Sunday, May 12, 2013

Can We Innovate Out of this Recession?

God only knows how many words have been typed to identify the cause of this recession. I believe that by the time we get to the end and can look back, we will see that this was a depression. In 1929, property values fell more than 30%, but in a longer span of time than we have seen between 2006-2009. If that is a measure of a depression, then we were in one.

So how are we going to get ourselves out of this one? Are we going to go the way of painful cuts in social services and civil services like police, fire and education? Austerity has been tried, to no avail.

Before the last midterm elections, President Obama suggested that the spirit of American innovation can lift us out of this recession. America has had a very long history of innovation leading the way for this country. But it can only do so as long as the powers that be are willing to let it. Unfortunately, there is very little room for innovation without risk of incumbents blocking or shelving the new ideas that could be implemented to lift our economy.

There is a lot of talk about the change in tax policy over the last 30 years. It is clear that tax policy has favored those who have money over those that don't. Tax policy has given rise to enormous efforts to send manufacturing offshore. As a result, very little in the way of new manufacturing has been brought here. Andy Grove, a former Intel executive, has pointed out that as we send our manufacturing offshore, we're giving away our ability to innovate.

But there is a subtle change that hasn't been noticed by the mainstream media: the consolidation of intellectual property into the hands of a few very powerful players. Some of them you've heard of: Apple, Microsoft, Viacom. But there are a few very large players you may not have heard of until today: Intellectual Ventures, MPEG-LA, Acacia.

Of the former group, they make things we'd like to use as consumers. iPads, Windows, and 2 1/2 Men (well, maybe not). Of the latter, they don't make the things you want to buy. They make them more expensive.

How did this happen? Quite a few books have been written on the subject, but in a nutshell, this country has draped itself in intellectual property as a religion that has turned into a boa constrictor for our economy. Over the last 30 years, we have slowly turned the screws to the public domain and the industrial commons by increasing the power of intellectual property laws and making it harder to challenge the validity of patents without going to court. it has become a tragedy of the anti-commons.

A typical patent lawsuit defense can cost anywhere from $3-6 million and that is just a start. This is significant barrier to bringing innovations to market. The high cost of patent litigation has also given rise to patent trolls. Patent trolls make no products so they are immune to counterclaims and public backlash. But they make a lot of money by threatening to sue, and offering settlement terms for an amount lower than the cost of litigation.

As we make intellectual property laws stronger, we increase the cost of downstream innovation and eventually, we find that we're falling behind other countries in terms of innovation. We are simply  so mired in litigation, both at the patent office and in court, that we don't have time to solve the really big problems humans face. This is because patents have perverted the incentives for innovation.

Of course, falling behind other countries is less of a problem if you can foist your intellectual property regime onto other countries. We do this in exchange for access to our markets and to pry open access to the markets in other countries. The US has "free trade" agreements with many other countries that achieve the goal of imposing the US patent regime on the partner countries.

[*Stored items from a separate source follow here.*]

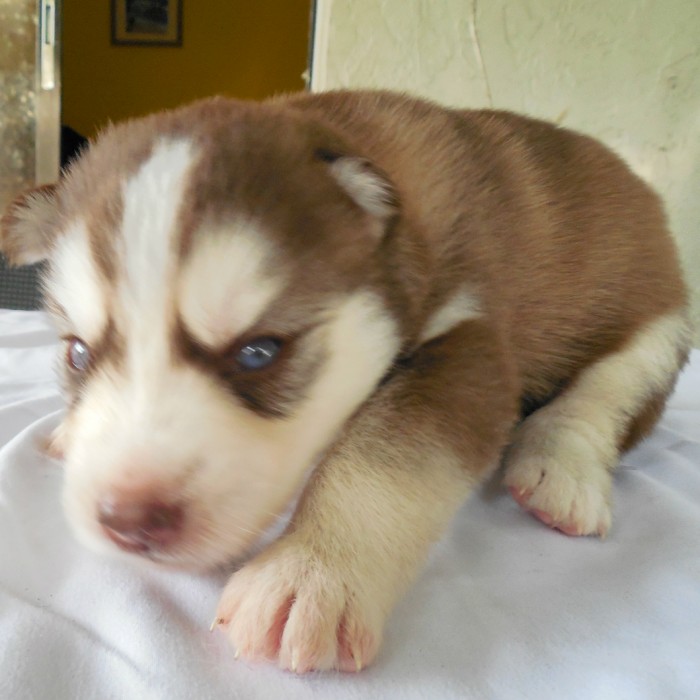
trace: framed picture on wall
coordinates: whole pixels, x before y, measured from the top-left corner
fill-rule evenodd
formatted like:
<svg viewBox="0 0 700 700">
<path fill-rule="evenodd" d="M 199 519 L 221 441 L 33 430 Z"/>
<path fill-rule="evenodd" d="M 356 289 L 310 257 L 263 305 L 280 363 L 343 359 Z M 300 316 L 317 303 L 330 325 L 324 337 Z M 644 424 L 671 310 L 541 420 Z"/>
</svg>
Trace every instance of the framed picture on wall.
<svg viewBox="0 0 700 700">
<path fill-rule="evenodd" d="M 184 0 L 112 0 L 112 43 L 182 46 Z"/>
</svg>

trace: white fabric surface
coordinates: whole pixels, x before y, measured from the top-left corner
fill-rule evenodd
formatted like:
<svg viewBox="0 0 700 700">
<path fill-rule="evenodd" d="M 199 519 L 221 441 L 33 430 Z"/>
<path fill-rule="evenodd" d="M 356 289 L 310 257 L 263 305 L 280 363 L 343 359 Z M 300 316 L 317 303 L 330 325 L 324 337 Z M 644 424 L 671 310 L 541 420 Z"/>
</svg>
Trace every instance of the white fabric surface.
<svg viewBox="0 0 700 700">
<path fill-rule="evenodd" d="M 474 495 L 361 674 L 296 677 L 235 661 L 210 634 L 220 576 L 78 545 L 56 424 L 55 339 L 0 312 L 0 698 L 700 697 L 700 352 L 654 435 L 625 456 L 605 542 L 571 539 L 499 488 Z"/>
</svg>

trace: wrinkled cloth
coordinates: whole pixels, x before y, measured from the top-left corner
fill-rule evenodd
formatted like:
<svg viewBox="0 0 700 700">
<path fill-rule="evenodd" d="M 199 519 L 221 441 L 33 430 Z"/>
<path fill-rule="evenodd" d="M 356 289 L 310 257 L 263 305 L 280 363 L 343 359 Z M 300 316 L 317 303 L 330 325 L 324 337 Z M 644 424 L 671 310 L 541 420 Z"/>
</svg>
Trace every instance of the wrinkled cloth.
<svg viewBox="0 0 700 700">
<path fill-rule="evenodd" d="M 0 698 L 296 700 L 700 697 L 700 351 L 624 456 L 605 541 L 569 538 L 502 488 L 475 493 L 359 675 L 234 660 L 209 632 L 223 574 L 112 560 L 73 538 L 57 340 L 0 312 Z"/>
</svg>

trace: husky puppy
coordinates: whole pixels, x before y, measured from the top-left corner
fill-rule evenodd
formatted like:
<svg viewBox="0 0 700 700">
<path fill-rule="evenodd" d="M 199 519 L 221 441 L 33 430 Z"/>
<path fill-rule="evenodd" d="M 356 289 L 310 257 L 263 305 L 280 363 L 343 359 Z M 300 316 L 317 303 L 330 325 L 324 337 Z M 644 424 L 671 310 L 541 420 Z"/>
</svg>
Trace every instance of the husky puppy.
<svg viewBox="0 0 700 700">
<path fill-rule="evenodd" d="M 77 535 L 214 567 L 294 504 L 215 624 L 296 672 L 372 662 L 499 464 L 547 525 L 604 536 L 690 342 L 662 206 L 615 155 L 387 92 L 109 127 L 1 246 L 49 261 Z"/>
</svg>

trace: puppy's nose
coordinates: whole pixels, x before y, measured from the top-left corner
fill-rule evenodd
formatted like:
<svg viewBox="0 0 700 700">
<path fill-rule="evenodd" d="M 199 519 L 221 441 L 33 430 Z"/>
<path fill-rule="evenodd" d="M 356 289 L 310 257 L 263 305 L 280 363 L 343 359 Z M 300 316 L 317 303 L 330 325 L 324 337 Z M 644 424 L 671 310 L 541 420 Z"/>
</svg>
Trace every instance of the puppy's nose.
<svg viewBox="0 0 700 700">
<path fill-rule="evenodd" d="M 165 549 L 179 536 L 184 520 L 181 505 L 158 500 L 103 498 L 97 519 L 107 536 L 129 552 Z"/>
</svg>

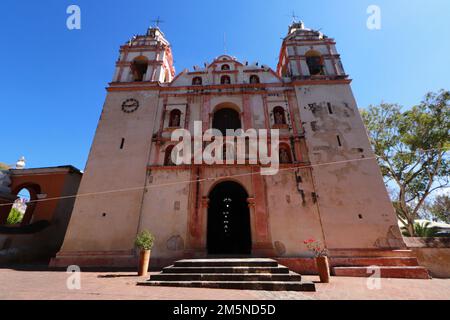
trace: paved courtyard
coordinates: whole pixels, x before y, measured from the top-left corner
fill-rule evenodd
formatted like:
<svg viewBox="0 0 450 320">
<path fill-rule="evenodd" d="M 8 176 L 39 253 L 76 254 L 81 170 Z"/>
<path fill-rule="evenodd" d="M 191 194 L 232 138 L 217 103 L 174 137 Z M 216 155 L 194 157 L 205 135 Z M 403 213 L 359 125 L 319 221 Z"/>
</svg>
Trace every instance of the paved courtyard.
<svg viewBox="0 0 450 320">
<path fill-rule="evenodd" d="M 450 299 L 450 279 L 381 279 L 370 290 L 365 278 L 333 277 L 316 285 L 317 292 L 269 292 L 138 287 L 145 278 L 131 272 L 82 272 L 81 289 L 69 290 L 64 271 L 0 269 L 0 299 L 150 299 L 150 300 L 264 300 L 264 299 Z M 318 277 L 304 276 L 306 281 Z M 369 287 L 376 285 L 373 281 Z"/>
</svg>

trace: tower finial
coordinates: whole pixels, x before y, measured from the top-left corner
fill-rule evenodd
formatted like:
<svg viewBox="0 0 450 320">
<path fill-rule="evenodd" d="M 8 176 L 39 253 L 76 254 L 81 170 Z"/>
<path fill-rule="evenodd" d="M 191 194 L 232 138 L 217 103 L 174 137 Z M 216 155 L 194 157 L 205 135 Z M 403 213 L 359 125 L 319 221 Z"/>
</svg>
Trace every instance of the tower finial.
<svg viewBox="0 0 450 320">
<path fill-rule="evenodd" d="M 298 22 L 298 16 L 295 15 L 295 11 L 292 10 L 292 23 L 297 23 Z"/>
<path fill-rule="evenodd" d="M 227 54 L 227 34 L 223 33 L 223 52 Z"/>
<path fill-rule="evenodd" d="M 24 169 L 24 168 L 25 168 L 25 157 L 22 156 L 16 162 L 16 169 Z"/>
<path fill-rule="evenodd" d="M 159 24 L 160 23 L 164 23 L 163 20 L 161 20 L 161 18 L 158 16 L 155 20 L 152 20 L 152 22 L 155 23 L 155 27 L 159 29 Z"/>
</svg>

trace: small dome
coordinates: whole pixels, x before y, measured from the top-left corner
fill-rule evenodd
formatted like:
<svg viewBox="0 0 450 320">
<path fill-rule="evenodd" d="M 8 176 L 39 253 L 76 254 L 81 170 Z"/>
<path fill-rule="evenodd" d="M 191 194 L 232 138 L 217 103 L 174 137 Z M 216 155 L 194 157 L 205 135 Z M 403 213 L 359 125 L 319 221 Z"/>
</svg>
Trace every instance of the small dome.
<svg viewBox="0 0 450 320">
<path fill-rule="evenodd" d="M 21 157 L 19 160 L 17 160 L 16 162 L 16 169 L 24 169 L 25 168 L 25 157 Z"/>
</svg>

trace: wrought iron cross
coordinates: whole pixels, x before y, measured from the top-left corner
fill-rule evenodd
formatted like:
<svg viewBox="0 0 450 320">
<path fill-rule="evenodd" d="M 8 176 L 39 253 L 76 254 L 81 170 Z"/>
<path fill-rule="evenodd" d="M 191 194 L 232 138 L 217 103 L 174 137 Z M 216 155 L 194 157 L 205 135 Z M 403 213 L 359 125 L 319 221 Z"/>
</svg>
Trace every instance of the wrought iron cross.
<svg viewBox="0 0 450 320">
<path fill-rule="evenodd" d="M 158 16 L 158 18 L 156 18 L 156 20 L 152 20 L 152 22 L 154 22 L 156 27 L 159 28 L 159 24 L 163 23 L 164 21 L 161 20 L 161 18 Z"/>
<path fill-rule="evenodd" d="M 295 15 L 295 11 L 292 10 L 292 22 L 297 22 L 298 21 L 298 16 Z"/>
</svg>

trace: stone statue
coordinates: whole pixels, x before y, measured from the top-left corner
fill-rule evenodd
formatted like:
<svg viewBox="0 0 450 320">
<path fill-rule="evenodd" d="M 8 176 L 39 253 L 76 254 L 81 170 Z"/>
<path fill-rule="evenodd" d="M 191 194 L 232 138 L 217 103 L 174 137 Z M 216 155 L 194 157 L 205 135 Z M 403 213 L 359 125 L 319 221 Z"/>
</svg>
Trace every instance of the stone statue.
<svg viewBox="0 0 450 320">
<path fill-rule="evenodd" d="M 194 85 L 198 86 L 202 84 L 202 79 L 199 77 L 194 78 Z"/>
<path fill-rule="evenodd" d="M 291 159 L 286 149 L 280 149 L 280 163 L 290 163 Z"/>
<path fill-rule="evenodd" d="M 180 126 L 180 115 L 174 114 L 172 117 L 172 123 L 170 125 L 171 127 L 179 127 Z"/>
<path fill-rule="evenodd" d="M 284 124 L 283 114 L 280 111 L 275 112 L 275 124 Z"/>
</svg>

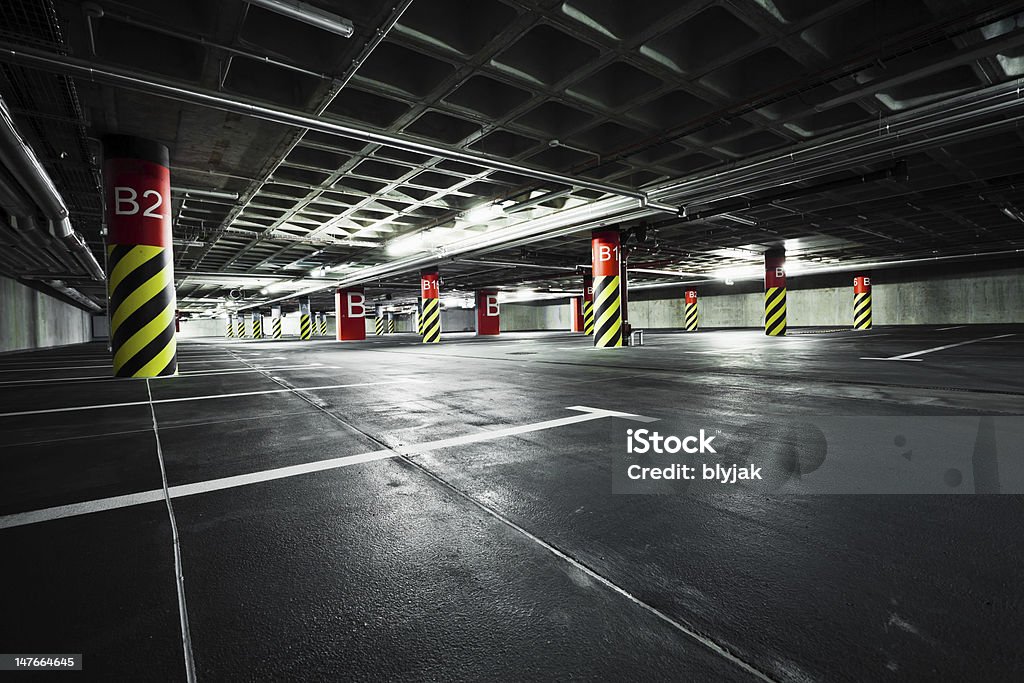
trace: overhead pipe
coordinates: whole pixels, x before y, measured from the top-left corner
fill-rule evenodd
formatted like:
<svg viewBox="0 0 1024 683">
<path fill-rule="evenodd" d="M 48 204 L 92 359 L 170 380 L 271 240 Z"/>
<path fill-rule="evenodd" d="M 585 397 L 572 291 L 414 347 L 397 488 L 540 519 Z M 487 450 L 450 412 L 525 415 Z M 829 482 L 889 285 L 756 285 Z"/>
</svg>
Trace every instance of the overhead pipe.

Each of these agreements is guaranteed to protect doctors, lawyers and other professionals while exposing middle class manufacturing workers to direct competition with lower paid foreign workers. But more importantly, they require the other country to use the same intellectual property rules that we use here.

Apple, Intel and a few other manufacturers take great comfort in these agreements. So much so, that they can safely move their manufacturing operations to other countries without worry that their products will be copied unlawfully. That, to me, explains the decline of the American economy.

Despite many attempts at patent reform, Congress has not arrived at a solution to the problem of misplaced incentives. Michele Boldrin and David Levine have suggested the elimination of patents altogether. In a report released by the Federal Reserve Bank, Boldrin and Levine make a powerful case for eliminating patents and the market perversions they induce.

Our intellectual property regime only works for a privileged few. Until our intellectual property regime works for everyone, innovators will have very little power to help our economy. Moreover, intellectual property regimes must respect the public domain, something our current regime fails to do.